The equivalent circuit diagram of the miniaturized LTCC band pass filter of the present invention is shown in fig. 3, wherein:

the first inductor L1 is mainly composed of the fourth microstrip line 34 and a through hole connected thereto;

the second inductance L2 is mainly formed by the first microstrip line 31;

the third inductor L3 mainly consists of the fifth microstrip line 35 and a through hole connected thereto;

the fourth inductance L4 is mainly formed by an eighth via hole;

the fifth inductance L5 is mainly formed by the third microstrip line 33;

the sixth inductance L6 is mainly formed by the tenth via hole;

the seventh inductor L7 is mainly composed of the sixth microstrip line 36 and a through hole connected thereto;

the eighth inductor L8 is mainly composed of the seventh microstrip line 37 and a through hole connected thereto;

the ninth inductance L9 is mainly formed by the second microstrip line 32;

the first capacitor C1 mainly comprises a fourth plate 104 and a second plate 102;

the second capacitor C2 is mainly formed by the eighth plate 108, the second plate 102 and the third plate 103;

the third capacitor C3 is mainly formed by the eighth plate 108 and the sixth plate 106;

the fourth capacitor C4 is mainly composed of the second plate 102 and the first plate 101;

the fifth capacitor C5 is mainly formed by the third plate 103 and the first plate 101;

the sixth capacitor C6 mainly comprises a fifth plate 105 and a third plate 103;

the seventh capacitor C7 is mainly formed by the eighth plate 108 and the seventh plate 107;

l1 and C3, L4 and C4, L6 and C5, L8 and C7 form four vibrators;

introducing L2 and L9 to enable the filter to form two zeros at the high end;

c2 is introduced to make the filter form a zero at the low and high ends, respectively.

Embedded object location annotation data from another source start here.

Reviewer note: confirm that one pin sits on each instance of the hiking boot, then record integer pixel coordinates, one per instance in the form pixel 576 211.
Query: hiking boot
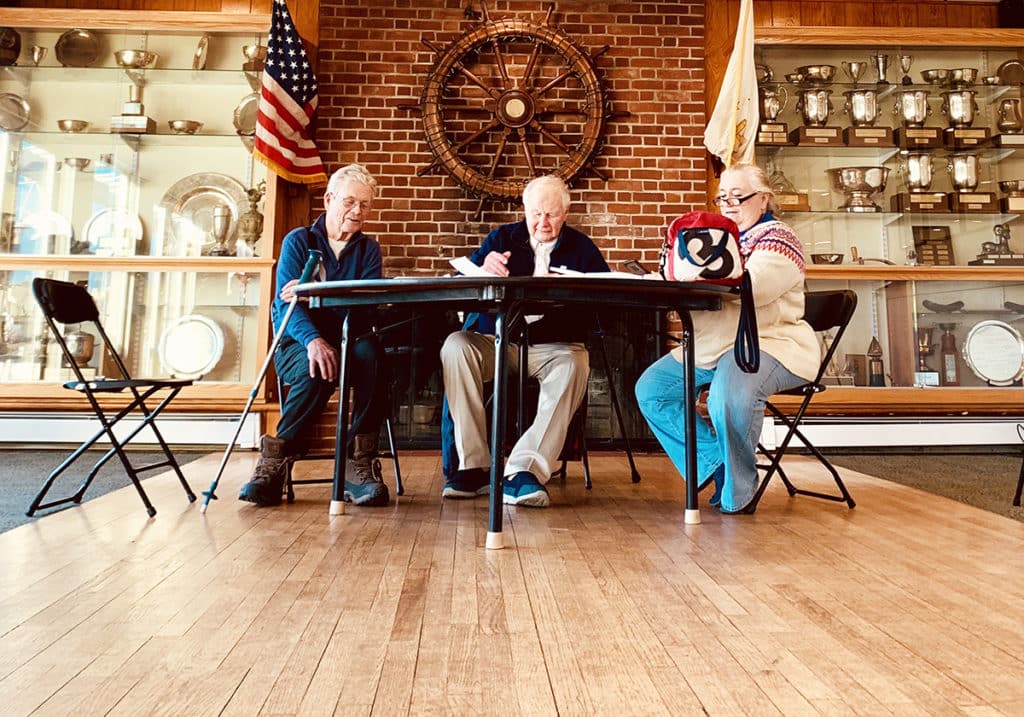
pixel 467 483
pixel 364 483
pixel 524 489
pixel 268 478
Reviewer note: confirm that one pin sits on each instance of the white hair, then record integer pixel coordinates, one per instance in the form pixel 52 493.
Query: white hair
pixel 548 181
pixel 355 172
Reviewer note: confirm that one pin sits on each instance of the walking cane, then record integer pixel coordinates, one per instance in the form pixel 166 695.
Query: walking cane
pixel 312 261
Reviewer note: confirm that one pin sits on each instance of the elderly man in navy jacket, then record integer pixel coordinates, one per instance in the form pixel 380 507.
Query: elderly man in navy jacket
pixel 557 356
pixel 306 359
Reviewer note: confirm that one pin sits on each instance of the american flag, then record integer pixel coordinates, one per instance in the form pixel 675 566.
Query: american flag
pixel 288 100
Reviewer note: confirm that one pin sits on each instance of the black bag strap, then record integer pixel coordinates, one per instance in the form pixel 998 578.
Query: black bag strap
pixel 747 349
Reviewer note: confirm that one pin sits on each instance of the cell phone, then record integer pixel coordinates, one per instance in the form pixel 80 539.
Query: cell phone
pixel 634 266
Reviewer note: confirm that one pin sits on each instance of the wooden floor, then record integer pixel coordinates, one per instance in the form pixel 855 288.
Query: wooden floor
pixel 604 603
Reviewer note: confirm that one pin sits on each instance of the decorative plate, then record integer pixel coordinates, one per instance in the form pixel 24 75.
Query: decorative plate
pixel 190 346
pixel 1011 73
pixel 113 233
pixel 245 115
pixel 77 48
pixel 994 351
pixel 188 205
pixel 13 112
pixel 199 59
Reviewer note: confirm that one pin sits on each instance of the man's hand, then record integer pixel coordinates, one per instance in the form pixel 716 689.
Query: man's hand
pixel 496 263
pixel 287 294
pixel 323 360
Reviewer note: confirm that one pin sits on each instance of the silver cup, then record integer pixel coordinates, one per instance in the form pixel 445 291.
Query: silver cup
pixel 882 67
pixel 911 108
pixel 855 70
pixel 814 107
pixel 918 171
pixel 1010 121
pixel 963 171
pixel 773 101
pixel 960 107
pixel 858 183
pixel 862 107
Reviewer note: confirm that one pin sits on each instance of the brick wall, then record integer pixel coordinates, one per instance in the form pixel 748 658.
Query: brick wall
pixel 372 61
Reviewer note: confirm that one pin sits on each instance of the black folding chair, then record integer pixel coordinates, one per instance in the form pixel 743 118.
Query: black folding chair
pixel 65 303
pixel 824 310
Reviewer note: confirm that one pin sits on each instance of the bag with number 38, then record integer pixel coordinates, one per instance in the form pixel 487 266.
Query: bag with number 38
pixel 705 247
pixel 702 247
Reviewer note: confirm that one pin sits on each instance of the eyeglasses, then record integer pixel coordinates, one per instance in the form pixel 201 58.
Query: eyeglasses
pixel 732 201
pixel 350 202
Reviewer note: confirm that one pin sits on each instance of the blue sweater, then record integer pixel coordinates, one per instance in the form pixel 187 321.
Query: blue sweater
pixel 359 259
pixel 572 250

The miniaturized LTCC band-pass filter realizes high integration level by a low-temperature co-fired ceramic three-dimensional integration technology, has the overall size of 1.6mm multiplied by 0.8mm multiplied by 0.7mm, and can achieve the purpose of miniaturization; and the filter adopts a 4-order design, and mainly forms 4 transmission zeros outside a band by introducing C2, L2 and L9 into the structure, so that the requirement of out-of-band high suppression can be met.

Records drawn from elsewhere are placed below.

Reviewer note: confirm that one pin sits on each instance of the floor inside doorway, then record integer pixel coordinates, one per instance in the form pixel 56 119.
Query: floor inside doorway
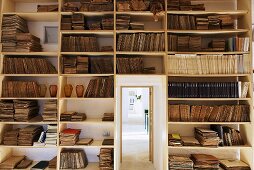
pixel 135 148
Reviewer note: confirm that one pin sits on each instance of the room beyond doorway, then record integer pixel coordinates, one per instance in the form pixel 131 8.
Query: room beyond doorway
pixel 137 129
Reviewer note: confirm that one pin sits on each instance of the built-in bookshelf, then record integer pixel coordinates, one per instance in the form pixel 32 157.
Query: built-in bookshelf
pixel 202 48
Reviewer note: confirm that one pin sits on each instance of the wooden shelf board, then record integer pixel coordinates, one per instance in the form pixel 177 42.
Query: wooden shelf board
pixel 203 52
pixel 88 53
pixel 221 31
pixel 50 54
pixel 208 75
pixel 212 148
pixel 90 13
pixel 219 12
pixel 97 32
pixel 140 53
pixel 139 31
pixel 89 122
pixel 208 99
pixel 30 75
pixel 95 144
pixel 86 75
pixel 36 16
pixel 208 123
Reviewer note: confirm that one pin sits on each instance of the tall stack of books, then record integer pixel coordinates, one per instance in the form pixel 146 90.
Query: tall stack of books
pixel 204 161
pixel 180 162
pixel 29 134
pixel 11 137
pixel 207 137
pixel 50 111
pixel 11 25
pixel 73 159
pixel 51 136
pixel 6 111
pixel 25 110
pixel 69 137
pixel 100 88
pixel 106 158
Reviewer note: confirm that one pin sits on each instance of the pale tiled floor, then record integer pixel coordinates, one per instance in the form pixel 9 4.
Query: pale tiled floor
pixel 135 148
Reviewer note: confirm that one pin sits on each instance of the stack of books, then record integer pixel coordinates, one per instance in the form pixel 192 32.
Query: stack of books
pixel 174 140
pixel 26 89
pixel 180 162
pixel 73 159
pixel 79 44
pixel 106 158
pixel 204 161
pixel 100 88
pixel 141 42
pixel 25 110
pixel 108 117
pixel 209 113
pixel 27 65
pixel 29 134
pixel 207 137
pixel 6 111
pixel 11 25
pixel 27 42
pixel 78 21
pixel 11 137
pixel 107 23
pixel 123 22
pixel 51 136
pixel 69 137
pixel 50 110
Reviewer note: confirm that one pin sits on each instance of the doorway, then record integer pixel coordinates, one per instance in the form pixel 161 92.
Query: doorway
pixel 136 128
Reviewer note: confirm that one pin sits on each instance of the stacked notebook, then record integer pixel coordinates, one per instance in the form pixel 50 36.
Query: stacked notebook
pixel 25 110
pixel 27 65
pixel 100 88
pixel 6 111
pixel 50 110
pixel 26 89
pixel 203 161
pixel 106 158
pixel 205 113
pixel 51 136
pixel 79 44
pixel 29 134
pixel 11 26
pixel 11 137
pixel 207 137
pixel 73 159
pixel 69 137
pixel 180 162
pixel 141 42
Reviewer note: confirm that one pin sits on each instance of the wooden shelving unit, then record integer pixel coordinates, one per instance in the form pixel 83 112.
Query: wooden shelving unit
pixel 95 107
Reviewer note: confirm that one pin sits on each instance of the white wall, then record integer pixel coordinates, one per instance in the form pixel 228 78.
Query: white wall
pixel 159 111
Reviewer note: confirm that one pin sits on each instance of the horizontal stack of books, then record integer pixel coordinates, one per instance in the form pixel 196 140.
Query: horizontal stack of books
pixel 26 89
pixel 29 134
pixel 106 158
pixel 69 137
pixel 209 113
pixel 208 64
pixel 207 137
pixel 25 110
pixel 27 65
pixel 79 44
pixel 6 111
pixel 180 162
pixel 141 42
pixel 208 89
pixel 50 110
pixel 100 88
pixel 73 159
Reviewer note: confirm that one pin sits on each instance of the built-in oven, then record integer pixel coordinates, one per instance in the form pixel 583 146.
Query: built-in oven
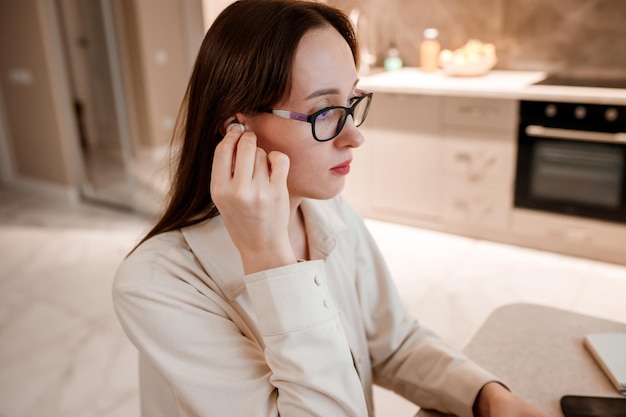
pixel 571 159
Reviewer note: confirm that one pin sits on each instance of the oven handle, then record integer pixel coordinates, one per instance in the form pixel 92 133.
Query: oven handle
pixel 573 134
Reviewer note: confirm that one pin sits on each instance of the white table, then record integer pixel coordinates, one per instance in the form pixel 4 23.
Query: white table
pixel 539 353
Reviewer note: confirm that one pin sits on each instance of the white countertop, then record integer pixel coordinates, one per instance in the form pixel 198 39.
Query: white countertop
pixel 495 84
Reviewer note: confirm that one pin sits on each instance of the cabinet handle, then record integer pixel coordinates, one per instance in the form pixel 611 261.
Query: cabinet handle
pixel 577 236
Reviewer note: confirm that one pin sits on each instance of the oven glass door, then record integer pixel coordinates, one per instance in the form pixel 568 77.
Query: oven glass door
pixel 572 177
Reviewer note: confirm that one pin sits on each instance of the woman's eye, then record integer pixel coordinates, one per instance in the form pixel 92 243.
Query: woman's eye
pixel 325 114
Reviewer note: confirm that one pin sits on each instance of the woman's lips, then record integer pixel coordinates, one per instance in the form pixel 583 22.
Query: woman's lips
pixel 343 168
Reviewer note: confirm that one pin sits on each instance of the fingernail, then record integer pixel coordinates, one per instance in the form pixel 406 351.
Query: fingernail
pixel 239 125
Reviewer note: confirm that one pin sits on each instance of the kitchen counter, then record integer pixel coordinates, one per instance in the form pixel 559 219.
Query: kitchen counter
pixel 495 84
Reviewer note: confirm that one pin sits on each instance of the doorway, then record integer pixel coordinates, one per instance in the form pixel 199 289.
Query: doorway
pixel 112 169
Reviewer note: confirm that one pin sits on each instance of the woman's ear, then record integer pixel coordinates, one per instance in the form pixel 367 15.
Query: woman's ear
pixel 237 119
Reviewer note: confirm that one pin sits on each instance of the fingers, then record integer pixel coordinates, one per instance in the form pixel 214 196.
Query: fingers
pixel 279 166
pixel 238 158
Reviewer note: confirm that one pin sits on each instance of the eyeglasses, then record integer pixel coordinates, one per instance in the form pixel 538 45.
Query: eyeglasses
pixel 328 123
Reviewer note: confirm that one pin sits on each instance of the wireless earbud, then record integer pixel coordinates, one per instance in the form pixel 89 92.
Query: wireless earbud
pixel 230 126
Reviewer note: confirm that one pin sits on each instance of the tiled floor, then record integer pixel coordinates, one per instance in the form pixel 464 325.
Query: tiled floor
pixel 62 353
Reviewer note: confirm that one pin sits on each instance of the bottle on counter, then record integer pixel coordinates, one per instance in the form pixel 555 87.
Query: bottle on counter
pixel 429 50
pixel 392 60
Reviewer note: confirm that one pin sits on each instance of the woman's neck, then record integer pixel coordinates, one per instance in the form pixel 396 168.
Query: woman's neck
pixel 297 233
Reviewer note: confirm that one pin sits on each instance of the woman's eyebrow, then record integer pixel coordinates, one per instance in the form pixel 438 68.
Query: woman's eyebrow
pixel 327 91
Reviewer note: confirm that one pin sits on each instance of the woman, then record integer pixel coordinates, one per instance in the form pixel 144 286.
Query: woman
pixel 260 291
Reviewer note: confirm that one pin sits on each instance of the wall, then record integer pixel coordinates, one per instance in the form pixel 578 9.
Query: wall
pixel 38 125
pixel 160 68
pixel 588 35
pixel 29 93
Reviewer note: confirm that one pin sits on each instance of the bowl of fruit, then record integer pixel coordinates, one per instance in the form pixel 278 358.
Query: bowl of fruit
pixel 473 59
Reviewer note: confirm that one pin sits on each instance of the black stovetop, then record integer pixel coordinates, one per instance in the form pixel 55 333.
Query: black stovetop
pixel 584 81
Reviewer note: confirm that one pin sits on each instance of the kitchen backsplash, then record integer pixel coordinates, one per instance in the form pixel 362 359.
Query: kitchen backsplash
pixel 586 36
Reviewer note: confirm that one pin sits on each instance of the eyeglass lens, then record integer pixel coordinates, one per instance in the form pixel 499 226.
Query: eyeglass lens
pixel 329 124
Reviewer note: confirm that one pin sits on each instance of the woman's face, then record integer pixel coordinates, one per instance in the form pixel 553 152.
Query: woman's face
pixel 323 75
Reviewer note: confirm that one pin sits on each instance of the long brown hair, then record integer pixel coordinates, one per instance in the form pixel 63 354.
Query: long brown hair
pixel 244 64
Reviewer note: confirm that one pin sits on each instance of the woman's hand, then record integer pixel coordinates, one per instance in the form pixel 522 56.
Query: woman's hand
pixel 494 400
pixel 249 188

The foregoing is only a preferred embodiment of the present invention, and it should be noted that, for those skilled in the art, various modifications and decorations can be made without departing from the technical principle of the present invention, and these modifications and decorations should also be regarded as the protection scope of the present invention.

Claims

1. A miniaturized LTCC bandpass filter, comprising: the ceramic body, locate the input pad of the left end of bottom surface of the ceramic body, locate the output pad of the right end of bottom surface of the ceramic body, locate the earthing pad in the middle part of bottom surface of the ceramic body, and locate the metal layer inside the ceramic body;

2. The miniaturized LTCC bandpass filter of claim 1 wherein the input pads and the output pads are symmetrically disposed.

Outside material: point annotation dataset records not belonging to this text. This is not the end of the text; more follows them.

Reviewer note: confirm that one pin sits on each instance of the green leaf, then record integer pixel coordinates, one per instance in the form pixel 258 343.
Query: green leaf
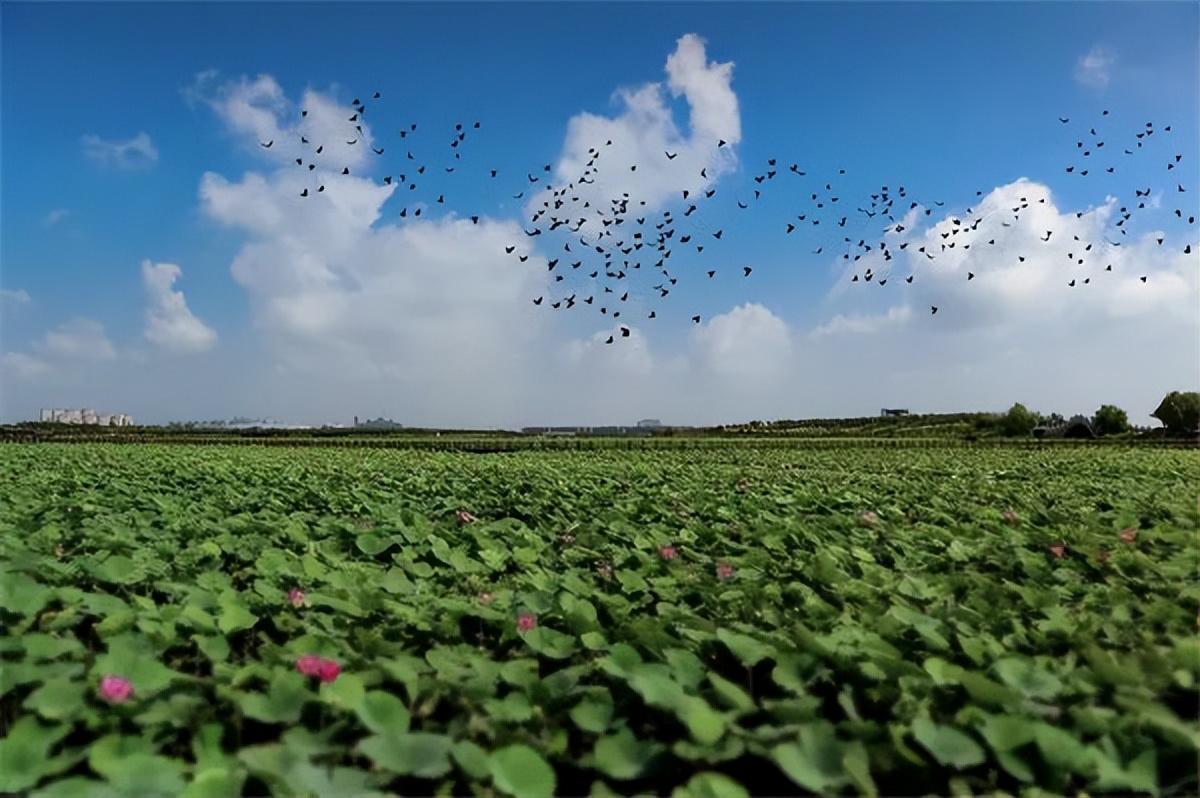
pixel 522 772
pixel 133 658
pixel 282 702
pixel 622 755
pixel 748 649
pixel 216 783
pixel 730 694
pixel 472 759
pixel 25 754
pixel 383 713
pixel 1026 676
pixel 346 693
pixel 131 767
pixel 815 760
pixel 711 785
pixel 948 745
pixel 550 642
pixel 594 712
pixel 234 616
pixel 415 754
pixel 58 699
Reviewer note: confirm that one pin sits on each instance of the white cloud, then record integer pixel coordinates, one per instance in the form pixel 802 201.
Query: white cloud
pixel 1095 67
pixel 645 131
pixel 79 339
pixel 747 343
pixel 864 323
pixel 13 297
pixel 23 366
pixel 171 324
pixel 257 112
pixel 131 154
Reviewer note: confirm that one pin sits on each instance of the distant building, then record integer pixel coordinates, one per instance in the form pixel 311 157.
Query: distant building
pixel 85 417
pixel 377 424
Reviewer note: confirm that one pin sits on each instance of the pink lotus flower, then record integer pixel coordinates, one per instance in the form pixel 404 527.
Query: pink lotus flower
pixel 115 689
pixel 318 666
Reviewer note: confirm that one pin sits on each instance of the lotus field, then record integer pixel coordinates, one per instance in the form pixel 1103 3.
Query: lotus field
pixel 209 621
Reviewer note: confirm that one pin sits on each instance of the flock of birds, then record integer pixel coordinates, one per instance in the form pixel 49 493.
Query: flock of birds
pixel 612 251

3. The miniaturized LTCC band pass filter of claim 1, wherein the second plate and the third plate are symmetrically disposed.

4. The miniaturized LTCC band pass filter of claim 1, wherein the fourth plate and the fifth plate are symmetrically disposed.

5. The miniaturized LTCC band pass filter of claim 1, wherein the first microstrip line and the second microstrip line are symmetrically disposed.

6. The miniaturized LTCC bandpass filter of claim 1, wherein the sixth plate and the seventh plate are symmetrically disposed.

7. The miniaturized LTCC band pass filter of claim 1, wherein the fourth microstrip and the seventh microstrip are symmetrically disposed.

8. The miniaturized LTCC band pass filter of claim 1, wherein the fifth microstrip line and the sixth microstrip line are symmetrically disposed.

9. The miniaturized LTCC band pass filter of claim 1, wherein the eighth via is disposed symmetrically to the tenth via.

10. The miniaturized LTCC band pass filter of claim 1, wherein the entire miniaturized LTCC band pass filter has dimensions of 1.6mm x 0.8mm x 0.7 mm.